The scripting system does use BMessages. The difference is that there is some header stuff which specifies which object the message should be sent to. And the command codes are limited to a few standard operations (set, get, count, delete, etc) plus a name and value (the value can be a BMessage too). And there is a way of asking a program for a list of supported commands.
All of that makes it easier to ask a program to do things in a standard way (hey command and equivalents), without having to know much about the program.
I think this was sort of my point… How many apps have ever included custom scripting features? (Excepting the examples from you and Alex.) I think it’s often hard to see in advance where scripting might be useful.
Ahh, yes. I’ll give you that. This could be a very desirable feature.
Humdinger’s example is essentially what I do, though I did it in a slightly more complex way, because I wanted the option to not start BeShare (if I’m just booting for a quick maintenance or something).

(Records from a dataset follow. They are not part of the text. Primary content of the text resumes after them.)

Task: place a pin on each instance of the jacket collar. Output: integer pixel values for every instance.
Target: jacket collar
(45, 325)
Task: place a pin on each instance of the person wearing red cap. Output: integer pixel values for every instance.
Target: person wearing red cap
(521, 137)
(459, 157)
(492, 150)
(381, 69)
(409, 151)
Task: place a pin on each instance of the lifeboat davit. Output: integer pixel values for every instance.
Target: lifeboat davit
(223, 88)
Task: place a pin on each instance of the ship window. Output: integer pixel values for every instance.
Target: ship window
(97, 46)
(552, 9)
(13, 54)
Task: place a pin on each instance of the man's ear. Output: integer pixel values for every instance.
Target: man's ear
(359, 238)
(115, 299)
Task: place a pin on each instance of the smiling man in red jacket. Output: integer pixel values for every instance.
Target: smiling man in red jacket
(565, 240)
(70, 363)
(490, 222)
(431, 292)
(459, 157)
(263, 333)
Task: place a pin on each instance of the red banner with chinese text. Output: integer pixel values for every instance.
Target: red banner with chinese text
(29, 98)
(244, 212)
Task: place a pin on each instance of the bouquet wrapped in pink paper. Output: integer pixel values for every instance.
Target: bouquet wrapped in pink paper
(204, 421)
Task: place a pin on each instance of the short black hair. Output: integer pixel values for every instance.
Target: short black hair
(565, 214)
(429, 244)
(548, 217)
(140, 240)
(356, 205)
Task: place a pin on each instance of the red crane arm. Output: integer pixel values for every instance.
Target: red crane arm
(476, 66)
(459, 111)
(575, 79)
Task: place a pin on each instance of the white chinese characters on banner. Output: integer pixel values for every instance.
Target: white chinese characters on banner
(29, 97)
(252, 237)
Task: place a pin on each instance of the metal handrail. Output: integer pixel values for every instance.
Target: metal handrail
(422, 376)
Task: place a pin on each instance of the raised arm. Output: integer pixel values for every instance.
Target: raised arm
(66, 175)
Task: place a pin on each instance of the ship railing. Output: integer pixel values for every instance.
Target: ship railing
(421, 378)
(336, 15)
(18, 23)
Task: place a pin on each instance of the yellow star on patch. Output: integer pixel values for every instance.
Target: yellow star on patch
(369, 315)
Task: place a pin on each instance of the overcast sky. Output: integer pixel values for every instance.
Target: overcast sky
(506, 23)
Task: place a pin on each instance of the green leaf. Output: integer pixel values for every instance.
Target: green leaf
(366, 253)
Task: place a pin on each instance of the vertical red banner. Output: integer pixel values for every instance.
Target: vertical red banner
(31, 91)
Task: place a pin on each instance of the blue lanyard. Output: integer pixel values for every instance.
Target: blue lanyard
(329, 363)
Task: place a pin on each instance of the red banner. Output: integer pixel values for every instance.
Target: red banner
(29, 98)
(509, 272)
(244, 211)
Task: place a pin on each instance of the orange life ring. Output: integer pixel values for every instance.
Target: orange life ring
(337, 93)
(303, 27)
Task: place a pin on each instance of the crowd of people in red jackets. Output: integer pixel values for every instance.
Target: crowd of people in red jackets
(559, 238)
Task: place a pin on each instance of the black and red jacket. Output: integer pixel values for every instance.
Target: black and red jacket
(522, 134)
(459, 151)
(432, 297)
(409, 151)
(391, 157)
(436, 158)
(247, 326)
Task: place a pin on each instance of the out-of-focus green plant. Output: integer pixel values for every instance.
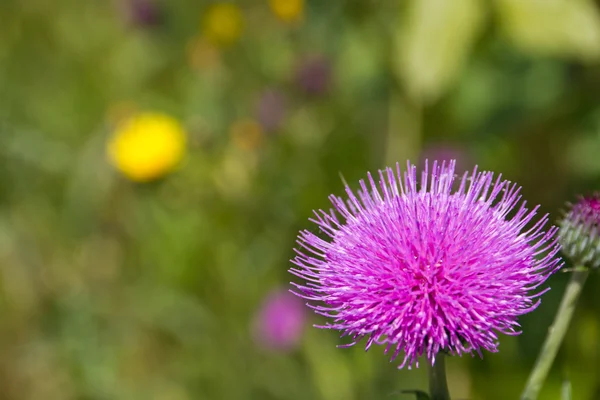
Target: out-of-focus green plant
(117, 289)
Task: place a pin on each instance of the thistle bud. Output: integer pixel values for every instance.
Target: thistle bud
(579, 232)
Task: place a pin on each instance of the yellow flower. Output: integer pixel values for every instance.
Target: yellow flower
(222, 23)
(287, 10)
(147, 146)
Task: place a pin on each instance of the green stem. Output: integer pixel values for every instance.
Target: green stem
(555, 336)
(438, 387)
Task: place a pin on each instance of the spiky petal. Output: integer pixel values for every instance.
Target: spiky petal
(425, 268)
(580, 232)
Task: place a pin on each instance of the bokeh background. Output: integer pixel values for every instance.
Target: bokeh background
(157, 159)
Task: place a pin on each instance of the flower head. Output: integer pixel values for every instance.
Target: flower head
(146, 146)
(313, 75)
(223, 23)
(580, 231)
(425, 268)
(271, 109)
(280, 321)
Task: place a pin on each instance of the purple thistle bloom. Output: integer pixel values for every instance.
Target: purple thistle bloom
(580, 231)
(423, 268)
(271, 110)
(280, 321)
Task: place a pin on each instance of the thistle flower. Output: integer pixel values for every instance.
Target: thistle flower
(425, 269)
(280, 321)
(579, 232)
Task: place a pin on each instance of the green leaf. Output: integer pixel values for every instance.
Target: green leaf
(433, 42)
(568, 28)
(566, 390)
(419, 393)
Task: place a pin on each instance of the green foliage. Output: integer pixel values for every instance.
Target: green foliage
(111, 289)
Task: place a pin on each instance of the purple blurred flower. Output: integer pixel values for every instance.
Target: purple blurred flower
(314, 75)
(421, 268)
(271, 109)
(143, 12)
(580, 231)
(280, 321)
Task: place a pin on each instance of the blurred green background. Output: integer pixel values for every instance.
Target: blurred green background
(174, 288)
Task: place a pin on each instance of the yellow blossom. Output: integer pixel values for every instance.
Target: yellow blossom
(147, 146)
(287, 10)
(223, 23)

If you’re interested, here’s my full insertion in UserBootScript:
if [ ! -e /tmp/NOBESHARE ]; then
hey BeShare set Minimize of Window 0 to TRUE
The initial “sleep 30” is so that I have time to click on a trivial xicon script that creates ‘tmp/NOBESHARE’ (which of course otherwise does not exist at boot). The “sleep 1” is not as neat as Humdinger’s “wait” but is for the same purpose. The whole sequence is enclosed in parentheses with a trailing “&”, so that the rest of the script doesn’t have to wait those 31 seconds.
We should drive by example, by including useful scripting entry points in more applications. There are pending patches allowing remote control of MediaPlayer, for example (next/previous track, that kind of thing). And we should keep thinking about more.

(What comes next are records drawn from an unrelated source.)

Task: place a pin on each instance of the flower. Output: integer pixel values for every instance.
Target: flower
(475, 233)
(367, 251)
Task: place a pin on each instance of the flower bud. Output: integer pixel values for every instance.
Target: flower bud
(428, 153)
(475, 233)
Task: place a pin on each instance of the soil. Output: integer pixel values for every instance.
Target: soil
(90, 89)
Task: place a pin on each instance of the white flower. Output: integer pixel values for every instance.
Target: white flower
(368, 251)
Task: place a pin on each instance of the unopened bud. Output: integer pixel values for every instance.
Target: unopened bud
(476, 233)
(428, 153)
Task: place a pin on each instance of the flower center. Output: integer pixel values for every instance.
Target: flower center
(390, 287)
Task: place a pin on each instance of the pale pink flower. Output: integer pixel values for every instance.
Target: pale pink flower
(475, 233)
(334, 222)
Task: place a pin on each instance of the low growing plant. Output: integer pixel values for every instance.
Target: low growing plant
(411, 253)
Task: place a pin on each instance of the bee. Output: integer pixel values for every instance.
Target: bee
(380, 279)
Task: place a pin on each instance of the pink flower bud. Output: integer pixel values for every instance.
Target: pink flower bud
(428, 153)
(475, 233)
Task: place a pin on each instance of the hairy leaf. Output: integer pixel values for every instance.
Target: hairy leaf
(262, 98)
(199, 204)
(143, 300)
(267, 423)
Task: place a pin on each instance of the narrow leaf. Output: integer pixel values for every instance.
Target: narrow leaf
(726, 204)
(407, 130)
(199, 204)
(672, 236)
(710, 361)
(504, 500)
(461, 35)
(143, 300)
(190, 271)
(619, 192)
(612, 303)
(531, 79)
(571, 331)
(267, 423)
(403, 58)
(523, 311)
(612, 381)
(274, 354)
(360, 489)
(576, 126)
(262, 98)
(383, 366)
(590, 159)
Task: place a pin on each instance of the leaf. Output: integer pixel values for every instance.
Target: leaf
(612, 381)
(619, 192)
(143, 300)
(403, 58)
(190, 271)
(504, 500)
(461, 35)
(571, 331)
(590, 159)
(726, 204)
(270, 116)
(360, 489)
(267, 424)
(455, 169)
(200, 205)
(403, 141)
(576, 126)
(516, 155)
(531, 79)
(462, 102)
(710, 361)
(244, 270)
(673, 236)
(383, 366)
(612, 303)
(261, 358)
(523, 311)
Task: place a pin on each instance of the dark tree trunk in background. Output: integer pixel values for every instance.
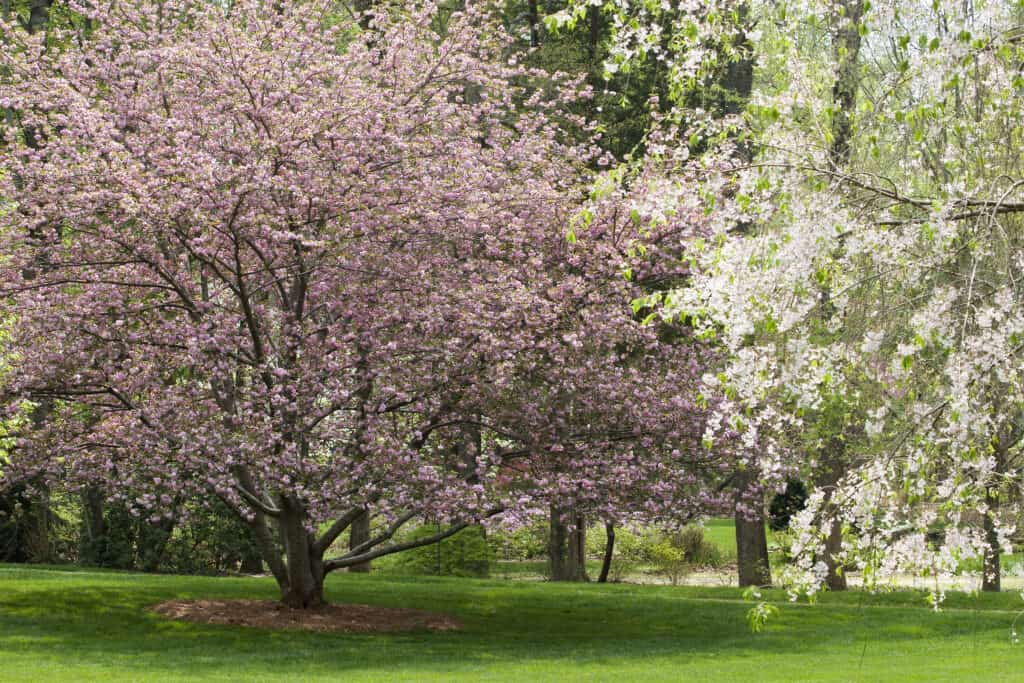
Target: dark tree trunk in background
(836, 579)
(534, 17)
(833, 461)
(752, 539)
(153, 538)
(251, 562)
(37, 528)
(566, 546)
(992, 571)
(847, 50)
(609, 549)
(359, 534)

mmu_man also made a talk about how the ability to access GUI elements could be used to develop a screen reader for Haiku and allow blind people to use it.
How did you know about this 4 byte command code? That’s the advantage of application scripting right there: if it was done as a full scripting operation then “hey Tracker getsuites” would let you know it exists. No need to read the source code https://git.haiku-os.org/haiku/tree/src/kits/tracker/Commands.h or rely on word of mouth.
By the way, Tracker does have a few scripting operations (emptying trash, making a folder and showing it in a window, showing preferences), but could have a lot more, many more. Might make a good summer student task.
That does remind me that it would be great to have programs create scripts as you use the program. I remember TurboText on the Amiga, which could spit out a list of ARexx application scripting commands that replicated what you did (cursor movements, text searches, editing, etc). You could manually edit it then use it to do fancy operations via ARexx code, or I think you could bind it to a function key too.
We might be able to do it with a bit of standard wedge code that saved scripting BMessages as they came in to an application. The output would be either a binary file (BMessages in archive format) or Hey text equivalents (though Hey has bugs with complex arguments or long strings that have the word “file” somewhere in them). You’d probably want to filter out unimportant operations too, like the GUI periodically asking if anything has changed.